Here's another interpretation: Treasury Secretary Snow's first task was to sell the president's tax cut. The sales job would be awkward if an official government document announced we were already $43 trillion in the hole. (The Federal Reserve, by the way, recently put the net worth of all households at $39 trillion. This problem goes way beyond taxing the rich, the poor or the middle class.)
So the generational accounting figures disappeared from the budget.

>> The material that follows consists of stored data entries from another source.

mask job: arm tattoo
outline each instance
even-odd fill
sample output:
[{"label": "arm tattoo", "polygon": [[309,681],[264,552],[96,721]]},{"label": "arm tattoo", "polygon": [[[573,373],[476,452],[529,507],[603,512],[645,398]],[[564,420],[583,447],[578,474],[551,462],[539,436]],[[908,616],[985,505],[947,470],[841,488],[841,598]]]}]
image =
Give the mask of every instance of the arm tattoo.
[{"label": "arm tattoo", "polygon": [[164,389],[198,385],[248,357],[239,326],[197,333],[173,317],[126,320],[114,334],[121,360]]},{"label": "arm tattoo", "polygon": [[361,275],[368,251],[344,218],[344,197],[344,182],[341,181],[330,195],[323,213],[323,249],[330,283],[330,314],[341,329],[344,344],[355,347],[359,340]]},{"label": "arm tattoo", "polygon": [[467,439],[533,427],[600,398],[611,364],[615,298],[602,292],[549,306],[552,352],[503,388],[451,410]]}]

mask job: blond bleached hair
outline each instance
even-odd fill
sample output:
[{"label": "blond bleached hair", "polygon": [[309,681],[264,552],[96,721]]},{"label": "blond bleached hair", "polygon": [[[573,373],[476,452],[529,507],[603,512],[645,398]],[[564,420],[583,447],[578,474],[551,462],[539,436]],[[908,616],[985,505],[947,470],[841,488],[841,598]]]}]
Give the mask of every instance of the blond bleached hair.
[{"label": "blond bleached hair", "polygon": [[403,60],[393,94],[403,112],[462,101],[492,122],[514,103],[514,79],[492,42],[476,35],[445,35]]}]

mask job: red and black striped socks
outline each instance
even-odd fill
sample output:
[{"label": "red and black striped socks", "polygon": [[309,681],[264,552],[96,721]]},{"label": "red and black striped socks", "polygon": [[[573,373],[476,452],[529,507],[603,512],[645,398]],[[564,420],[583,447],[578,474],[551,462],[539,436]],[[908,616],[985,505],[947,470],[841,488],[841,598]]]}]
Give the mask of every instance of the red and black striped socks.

"When the liabilities associated with those programs are taken into account, the nation's fiscal policy is currently off-balance by over $43.4 trillion in present value, a number that is not reported in standard budget documents," he told the committee (italics added).
The American Enterprise Institute will soon publish a pamphlet, co-authored by Jagadeesh Gokhale and Kent Smetters. The draft copy, which I've read, does more than lay out the size of the unfunded liabilities of government. It shows how much the current generation is benefiting at the expense of the next.
*It shows, for instance, that past and current generations of Social Security recipients will receive $8.7 trillion more in benefits than they will pay in employment taxes. Our children and grandchildren will pay $1.7 trillion more in employment taxes than they will receive in benefits.
I asked Dr. Gokhale if the figures in the AEI document, Smetters' testimony, and what was supposed to appear in the president's budget were identical. He said there had been some changes in assumptions. But they were very similar.
Republicans and Democrats have distracted us with unending battles between haves and have-nots for decades. Over the same period they have bankrupted the country.
Perhaps that terror, not the terrorism of al-Qaida or currency traders, may explain the odd market decline after a tax cut that was supposed to make stocks soar.
Anyone know where I can buy tar and feathers in bulk at a discount?